Andrei Rublev

Discuss...

best tarkovsky
also bump

>yfw the Mongols come

I prefer capeshit.

Great movie but it would have been better in color.

I am discussing.

that's zerkalo
rublev is second best

discussion

Didn't get it

Got it

Best movie I've ever seen. I was nearly moved to tears by the end.

Absolute kino.

Snyder>Tarkovsky

same rt score as Marvel's Agents of Shield

The pagans running naked through the woods was pretty striking.
I really like the actor of Andrei; it's a shame he died young.

nobody's fucking discussing

I am discussing.

What's there to discuss? It's pretty straightforward.
One can argue about the nature of disagreement between Andrei and Theophanes, but Sup Forums is not a place to do it.

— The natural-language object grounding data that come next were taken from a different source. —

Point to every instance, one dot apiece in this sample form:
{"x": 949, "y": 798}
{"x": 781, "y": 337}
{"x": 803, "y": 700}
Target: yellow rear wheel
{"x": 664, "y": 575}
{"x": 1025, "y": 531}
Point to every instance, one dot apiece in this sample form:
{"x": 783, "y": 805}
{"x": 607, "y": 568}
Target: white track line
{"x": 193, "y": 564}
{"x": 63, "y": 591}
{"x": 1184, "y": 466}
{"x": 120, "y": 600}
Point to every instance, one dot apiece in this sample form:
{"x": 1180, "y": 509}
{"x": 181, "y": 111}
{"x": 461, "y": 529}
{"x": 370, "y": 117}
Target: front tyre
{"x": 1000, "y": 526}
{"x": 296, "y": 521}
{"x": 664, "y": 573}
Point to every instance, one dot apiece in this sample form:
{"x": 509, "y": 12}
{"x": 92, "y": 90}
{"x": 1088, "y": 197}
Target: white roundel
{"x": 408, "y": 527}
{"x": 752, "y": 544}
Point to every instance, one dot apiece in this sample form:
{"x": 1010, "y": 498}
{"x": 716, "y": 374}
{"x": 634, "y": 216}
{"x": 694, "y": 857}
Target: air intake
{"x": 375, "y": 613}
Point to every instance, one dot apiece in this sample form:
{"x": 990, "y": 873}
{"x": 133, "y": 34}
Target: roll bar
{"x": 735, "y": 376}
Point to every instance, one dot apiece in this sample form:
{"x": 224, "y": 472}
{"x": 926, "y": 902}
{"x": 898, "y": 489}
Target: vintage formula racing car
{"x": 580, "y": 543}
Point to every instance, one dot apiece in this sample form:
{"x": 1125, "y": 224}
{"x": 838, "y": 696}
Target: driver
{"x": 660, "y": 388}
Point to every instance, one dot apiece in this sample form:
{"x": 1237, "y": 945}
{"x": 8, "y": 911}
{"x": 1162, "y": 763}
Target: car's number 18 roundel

>never seen a tarkovsky film
where start

discussion discussion

discus

I think you should watch in release order; that's what I did anyway.
Ivan's Childhood seems like his most accessible film, and is also a good bit shorter than others.

pk thanks user

>At the moment, I don't think colour film is anything more than a commercial gimmick. I don't know a single film that uses colour well. In any colour film the graphics impinge on one's perception of the events. In everyday life we seldom pay any special attention to colour. When we watch something going on we don't notice colour. A black-and-white film immediately creates the impression that your attention is concentrated on what is most important. On the screen colour imposes itself on you, whereas in real life that only happens at odd moments, so it's not right for the audience to be constantly aware of colour. Isolated details can be in colour if that is what corresponds to the state of the character on the screen. In real life the line that separates unawareness of colour from the moment when you start to notice it is quite imperceptible. Our unbroken, evenly paced flow of attention will suddenly be concentrated on some specific detail. A similar effect is achieved in a film when coloured shots are inserted into black-and-white.
>Colour film as a concept uses the aesthetic principles of painting, or colour photography. As soon as you have a coloured picture in the frame it becomes a moving painting. It's all too beautiful, and unlike life. What you see in cinema is a coloured, painted plane, a composition on a plane. In a black-and-white film there is no feeling of something extraneous going on, the audience can watch the film without being distracted from the action by colour. From the moment it was born, cinema has been developing not according to its vocation, but according to purely commercial ideas. That started when they began making endless film versions of classics.

actually makes sense desu
Probably no scene could have been really improved with color

I must admit that I viscerally hated Tarkovsky's "Nostalgia" and completely hated the use of Beethoven in it. I've seen it only once, but none of the Tarkovsky films that I have seen did I think are really good.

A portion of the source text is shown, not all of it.